A new study suggests elders who suffer pain and depression before a surgery need to be aware of the risk for post-surgical delirium.
Delirium is associated with a sharp decline in attention and mental function. Older adults are especially susceptible to delirium following surgery, occurring in up to 51 percent of surgical patients 65 and older.
In the study, published in the The Lancet Psychiatry journal, researchers discovered preoperative pain and depressive symptoms in older adults place them at greater risk of delirium following surgery.
According to the findings, both pain and depression are independent and interactive risk factors for delirium, suggesting a cumulative effect.
Moreover, depression is a common risk factor for delirium, with medical evidence showing a two- to three-fold increase in risk.
“Understanding the impact of preoperative pain and depression on risk of delirium in older surgical patients is important,” said lead author Cyrus Kosar, M.A., from the Harvard Medical School-affiliated Hebrew SeniorLife Institute for Aging Research (IFAR).

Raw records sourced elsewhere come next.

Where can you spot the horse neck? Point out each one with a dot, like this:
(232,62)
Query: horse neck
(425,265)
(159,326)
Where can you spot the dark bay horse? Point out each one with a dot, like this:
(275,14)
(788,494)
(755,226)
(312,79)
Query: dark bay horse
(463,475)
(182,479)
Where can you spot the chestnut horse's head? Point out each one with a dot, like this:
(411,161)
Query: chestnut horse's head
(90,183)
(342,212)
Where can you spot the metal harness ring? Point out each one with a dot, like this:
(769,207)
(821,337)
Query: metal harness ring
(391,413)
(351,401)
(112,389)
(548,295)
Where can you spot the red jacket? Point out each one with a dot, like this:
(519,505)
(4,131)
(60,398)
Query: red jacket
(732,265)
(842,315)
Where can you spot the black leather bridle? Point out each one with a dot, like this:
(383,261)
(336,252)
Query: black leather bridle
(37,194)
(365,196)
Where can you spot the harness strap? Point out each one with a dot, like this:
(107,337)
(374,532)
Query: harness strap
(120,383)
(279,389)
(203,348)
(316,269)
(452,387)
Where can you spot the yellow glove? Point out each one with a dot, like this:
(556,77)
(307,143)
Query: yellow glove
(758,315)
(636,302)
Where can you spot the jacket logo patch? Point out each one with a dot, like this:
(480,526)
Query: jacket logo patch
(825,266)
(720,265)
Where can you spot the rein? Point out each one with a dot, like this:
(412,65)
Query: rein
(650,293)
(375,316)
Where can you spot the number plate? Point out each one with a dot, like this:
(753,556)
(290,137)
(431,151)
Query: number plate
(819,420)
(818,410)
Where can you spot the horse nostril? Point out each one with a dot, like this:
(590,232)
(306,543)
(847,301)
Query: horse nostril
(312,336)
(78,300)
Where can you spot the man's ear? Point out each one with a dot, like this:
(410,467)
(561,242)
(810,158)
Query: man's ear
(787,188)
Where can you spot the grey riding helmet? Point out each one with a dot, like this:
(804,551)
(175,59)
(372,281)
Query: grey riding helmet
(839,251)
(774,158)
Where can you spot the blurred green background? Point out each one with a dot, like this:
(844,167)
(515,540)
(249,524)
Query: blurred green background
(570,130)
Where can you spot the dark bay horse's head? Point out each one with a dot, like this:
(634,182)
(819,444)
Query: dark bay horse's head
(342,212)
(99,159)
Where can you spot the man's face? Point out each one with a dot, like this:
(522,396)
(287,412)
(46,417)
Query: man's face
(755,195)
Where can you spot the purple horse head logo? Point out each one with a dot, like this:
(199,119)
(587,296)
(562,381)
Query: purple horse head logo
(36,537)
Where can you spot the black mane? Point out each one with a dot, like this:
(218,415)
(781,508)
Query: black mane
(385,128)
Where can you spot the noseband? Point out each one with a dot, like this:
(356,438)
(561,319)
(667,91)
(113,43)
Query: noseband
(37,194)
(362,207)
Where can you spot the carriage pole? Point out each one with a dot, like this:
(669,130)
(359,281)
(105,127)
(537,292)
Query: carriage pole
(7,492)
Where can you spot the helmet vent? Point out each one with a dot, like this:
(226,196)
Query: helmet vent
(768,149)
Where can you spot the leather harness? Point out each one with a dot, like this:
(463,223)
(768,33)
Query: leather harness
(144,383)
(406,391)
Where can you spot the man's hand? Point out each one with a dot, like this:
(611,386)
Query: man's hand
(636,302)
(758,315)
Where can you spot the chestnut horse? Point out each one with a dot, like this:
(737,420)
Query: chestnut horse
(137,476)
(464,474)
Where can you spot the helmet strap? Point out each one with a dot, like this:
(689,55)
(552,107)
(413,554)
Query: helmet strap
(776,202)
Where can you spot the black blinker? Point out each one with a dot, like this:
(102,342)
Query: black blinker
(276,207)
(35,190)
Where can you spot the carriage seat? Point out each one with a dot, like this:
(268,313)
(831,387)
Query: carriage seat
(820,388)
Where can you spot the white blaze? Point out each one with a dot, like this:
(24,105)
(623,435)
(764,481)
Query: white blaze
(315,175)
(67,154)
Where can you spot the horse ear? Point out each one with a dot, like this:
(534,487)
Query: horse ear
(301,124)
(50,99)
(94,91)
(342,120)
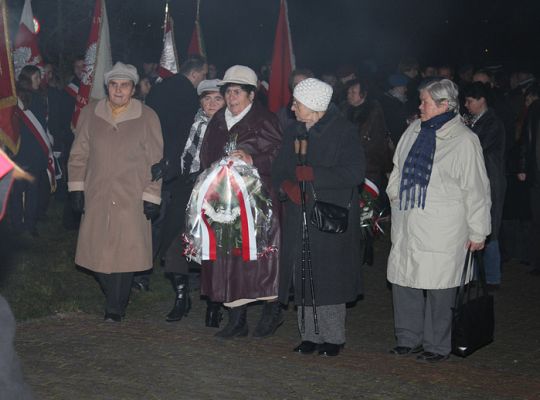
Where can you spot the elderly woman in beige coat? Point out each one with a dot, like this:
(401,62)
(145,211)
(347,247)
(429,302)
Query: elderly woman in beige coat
(117,141)
(440,197)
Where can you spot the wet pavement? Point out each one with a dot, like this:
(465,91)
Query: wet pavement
(78,356)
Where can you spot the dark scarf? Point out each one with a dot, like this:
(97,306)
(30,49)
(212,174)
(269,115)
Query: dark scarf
(419,163)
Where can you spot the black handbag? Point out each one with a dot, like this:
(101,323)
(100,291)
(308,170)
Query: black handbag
(328,217)
(473,320)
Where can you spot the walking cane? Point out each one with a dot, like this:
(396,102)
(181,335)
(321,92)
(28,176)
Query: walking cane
(300,148)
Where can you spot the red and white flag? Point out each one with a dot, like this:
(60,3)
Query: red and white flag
(43,138)
(26,49)
(282,63)
(196,45)
(97,61)
(168,63)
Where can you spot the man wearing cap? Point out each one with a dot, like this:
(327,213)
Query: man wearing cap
(176,102)
(117,141)
(176,264)
(394,104)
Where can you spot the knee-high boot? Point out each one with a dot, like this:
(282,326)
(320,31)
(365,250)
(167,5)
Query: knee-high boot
(182,301)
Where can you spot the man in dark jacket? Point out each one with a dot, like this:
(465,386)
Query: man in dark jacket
(176,102)
(529,167)
(486,124)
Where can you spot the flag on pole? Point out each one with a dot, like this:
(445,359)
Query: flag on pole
(196,45)
(282,63)
(97,61)
(26,49)
(168,63)
(9,132)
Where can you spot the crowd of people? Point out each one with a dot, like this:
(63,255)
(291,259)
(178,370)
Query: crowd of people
(456,154)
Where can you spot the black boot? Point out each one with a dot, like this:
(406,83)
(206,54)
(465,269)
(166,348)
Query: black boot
(213,314)
(368,254)
(182,301)
(237,325)
(271,319)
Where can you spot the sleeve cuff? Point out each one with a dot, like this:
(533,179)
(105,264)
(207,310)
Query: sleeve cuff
(151,198)
(75,186)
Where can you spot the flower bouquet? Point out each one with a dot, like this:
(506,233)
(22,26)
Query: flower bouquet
(229,213)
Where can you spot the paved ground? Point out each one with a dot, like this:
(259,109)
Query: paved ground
(77,356)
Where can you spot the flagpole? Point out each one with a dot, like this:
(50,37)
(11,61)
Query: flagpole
(166,18)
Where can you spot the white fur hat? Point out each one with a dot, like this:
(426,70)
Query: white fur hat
(314,94)
(122,71)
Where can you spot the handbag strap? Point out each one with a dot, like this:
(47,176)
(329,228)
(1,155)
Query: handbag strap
(461,290)
(475,261)
(315,195)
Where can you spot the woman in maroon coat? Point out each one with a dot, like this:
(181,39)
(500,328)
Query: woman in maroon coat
(246,130)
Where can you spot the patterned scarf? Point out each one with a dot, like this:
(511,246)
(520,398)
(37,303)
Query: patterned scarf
(419,163)
(190,156)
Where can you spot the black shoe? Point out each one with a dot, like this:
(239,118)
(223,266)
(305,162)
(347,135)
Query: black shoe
(110,317)
(213,314)
(330,349)
(182,301)
(428,356)
(237,325)
(142,285)
(368,255)
(271,319)
(306,347)
(493,287)
(404,350)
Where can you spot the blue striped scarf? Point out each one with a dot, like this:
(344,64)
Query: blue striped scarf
(419,163)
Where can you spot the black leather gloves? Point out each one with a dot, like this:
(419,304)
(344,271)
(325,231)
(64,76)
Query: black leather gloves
(77,200)
(159,170)
(151,210)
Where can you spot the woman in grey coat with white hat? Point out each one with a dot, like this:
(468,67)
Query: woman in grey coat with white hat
(334,169)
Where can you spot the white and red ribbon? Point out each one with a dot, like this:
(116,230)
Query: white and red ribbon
(32,123)
(249,241)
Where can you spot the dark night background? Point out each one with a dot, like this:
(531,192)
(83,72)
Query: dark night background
(325,33)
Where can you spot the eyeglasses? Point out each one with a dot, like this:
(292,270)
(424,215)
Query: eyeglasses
(121,86)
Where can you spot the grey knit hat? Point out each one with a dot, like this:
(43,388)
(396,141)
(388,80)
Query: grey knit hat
(122,71)
(314,94)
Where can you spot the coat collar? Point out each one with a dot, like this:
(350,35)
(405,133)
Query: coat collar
(133,111)
(447,130)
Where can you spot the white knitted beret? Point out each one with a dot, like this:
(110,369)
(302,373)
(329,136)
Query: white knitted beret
(314,94)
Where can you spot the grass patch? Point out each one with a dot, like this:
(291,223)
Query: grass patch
(38,276)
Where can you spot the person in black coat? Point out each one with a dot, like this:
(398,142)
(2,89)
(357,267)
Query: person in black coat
(490,130)
(176,102)
(529,167)
(25,199)
(335,167)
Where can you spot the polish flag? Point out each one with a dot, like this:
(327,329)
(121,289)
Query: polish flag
(282,63)
(168,63)
(97,61)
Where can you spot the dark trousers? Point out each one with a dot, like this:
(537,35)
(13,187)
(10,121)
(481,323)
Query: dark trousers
(535,228)
(24,203)
(424,320)
(117,288)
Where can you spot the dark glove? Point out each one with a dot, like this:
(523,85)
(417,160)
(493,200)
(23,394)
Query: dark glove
(151,210)
(292,190)
(159,169)
(304,173)
(77,201)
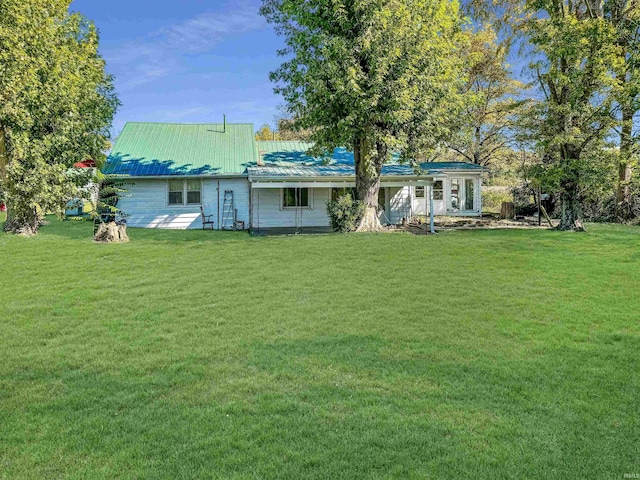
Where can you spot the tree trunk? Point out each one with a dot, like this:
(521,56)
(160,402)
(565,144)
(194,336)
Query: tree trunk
(368,170)
(4,160)
(623,191)
(571,218)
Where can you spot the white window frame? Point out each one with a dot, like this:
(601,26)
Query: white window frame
(442,189)
(185,192)
(477,202)
(309,196)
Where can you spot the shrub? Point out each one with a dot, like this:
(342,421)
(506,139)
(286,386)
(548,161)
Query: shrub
(345,212)
(492,198)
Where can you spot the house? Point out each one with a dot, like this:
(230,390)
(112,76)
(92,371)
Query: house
(177,171)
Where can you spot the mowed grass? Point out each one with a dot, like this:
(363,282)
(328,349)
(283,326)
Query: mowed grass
(488,354)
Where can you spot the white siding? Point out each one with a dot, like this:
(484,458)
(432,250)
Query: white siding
(268,213)
(399,204)
(146,204)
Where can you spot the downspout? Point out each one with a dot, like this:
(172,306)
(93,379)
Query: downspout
(431,217)
(250,205)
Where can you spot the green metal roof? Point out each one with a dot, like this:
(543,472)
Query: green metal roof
(166,149)
(280,157)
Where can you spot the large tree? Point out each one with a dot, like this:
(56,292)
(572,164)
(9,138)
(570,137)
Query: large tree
(380,77)
(624,17)
(578,51)
(56,106)
(490,117)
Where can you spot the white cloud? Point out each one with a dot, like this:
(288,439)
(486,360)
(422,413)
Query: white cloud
(203,32)
(141,61)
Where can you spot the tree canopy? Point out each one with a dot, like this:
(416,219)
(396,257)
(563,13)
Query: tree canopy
(376,76)
(56,105)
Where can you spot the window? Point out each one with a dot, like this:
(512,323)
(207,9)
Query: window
(176,192)
(295,197)
(438,191)
(382,199)
(194,192)
(341,192)
(181,190)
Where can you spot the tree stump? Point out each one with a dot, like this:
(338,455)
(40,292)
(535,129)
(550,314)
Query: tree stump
(111,232)
(508,210)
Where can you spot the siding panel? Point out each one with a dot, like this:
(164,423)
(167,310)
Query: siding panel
(146,204)
(267,212)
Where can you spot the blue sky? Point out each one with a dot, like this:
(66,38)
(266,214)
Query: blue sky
(187,60)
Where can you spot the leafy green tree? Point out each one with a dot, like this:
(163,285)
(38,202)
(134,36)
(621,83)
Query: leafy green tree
(375,76)
(579,53)
(56,106)
(624,17)
(490,118)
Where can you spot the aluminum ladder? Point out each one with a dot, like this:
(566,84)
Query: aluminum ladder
(228,211)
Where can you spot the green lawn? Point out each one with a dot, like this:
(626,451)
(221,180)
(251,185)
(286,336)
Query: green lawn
(484,355)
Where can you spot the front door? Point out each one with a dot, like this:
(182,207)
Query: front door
(382,206)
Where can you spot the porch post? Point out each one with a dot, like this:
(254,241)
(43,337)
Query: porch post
(431,219)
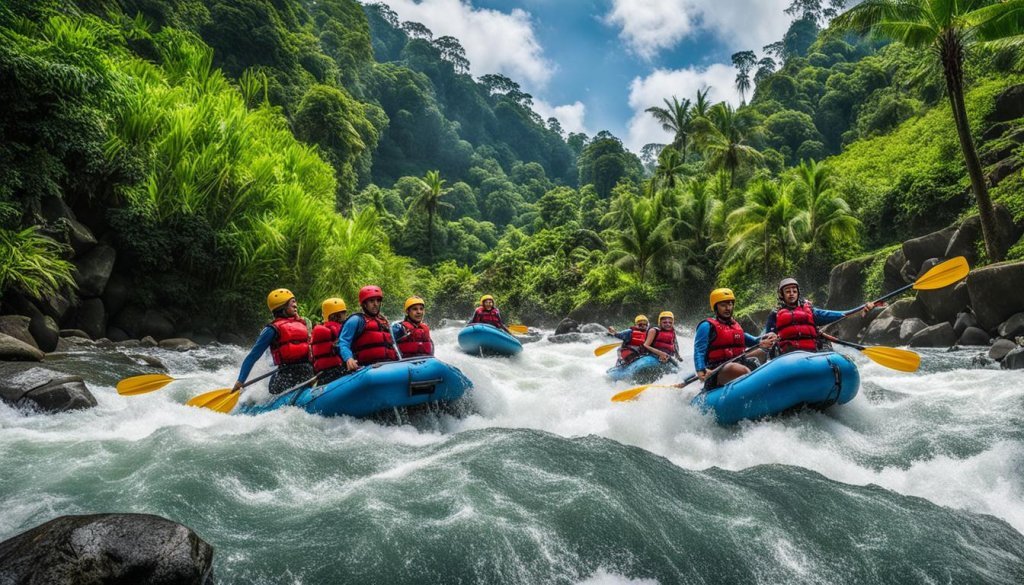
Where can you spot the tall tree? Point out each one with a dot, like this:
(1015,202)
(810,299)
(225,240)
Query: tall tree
(949,29)
(743,61)
(431,189)
(675,118)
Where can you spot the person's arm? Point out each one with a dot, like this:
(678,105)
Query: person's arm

“By exploring the interaction between pain, depression, and delirium we may uncover potential targets for intervention.”
The current study included 459 non-dementia patients, 70 years of age or older, who were scheduled for orthopedic surgery between June 2010 and August 2013. Patients self-reported current pain along with the average and worst pain for the previous seven days.
Prior to surgery depressive symptoms were assessed using the geriatric depression scale and chart review. Post-surgical delirium was measured by the confusion assessment method and chart review.
Researchers discovered 23 percent of patients showed signs of delirium, which occurred much more frequently in patients with depressive symptoms prior to surgery than in those without depression.
Researchers also found preoperative pain was linked to increased risk of delirium across all pain measures.
Further analyses found that patients with depressive symptoms had a 21 percent increased risk of delirium associated with a one-point difference in the worst pain score.
Conversely, patients without depressive symptoms demonstrated only a fraction of the risk (three percent), indicating a significant interaction between pain and depressive symptoms.
Higher average pain scores also conferred excess delirium risk in patients with depressive symptoms; however the risk difference between those without depressive symptoms was not as large.
“Our study demonstrates that the combination of higher symptoms of pain and depression increases delirium risk in older adults,” said Dr. Sharon Inouye, author of the study and principal investigator of the Successful Aging After Elective Surgery (SAGES) study from which the study participants were drawn.
“Doctors considering surgery for older patients should be aware of the delirium risk and potential contributions of pain and depressive symptoms in their preoperative evaluations.”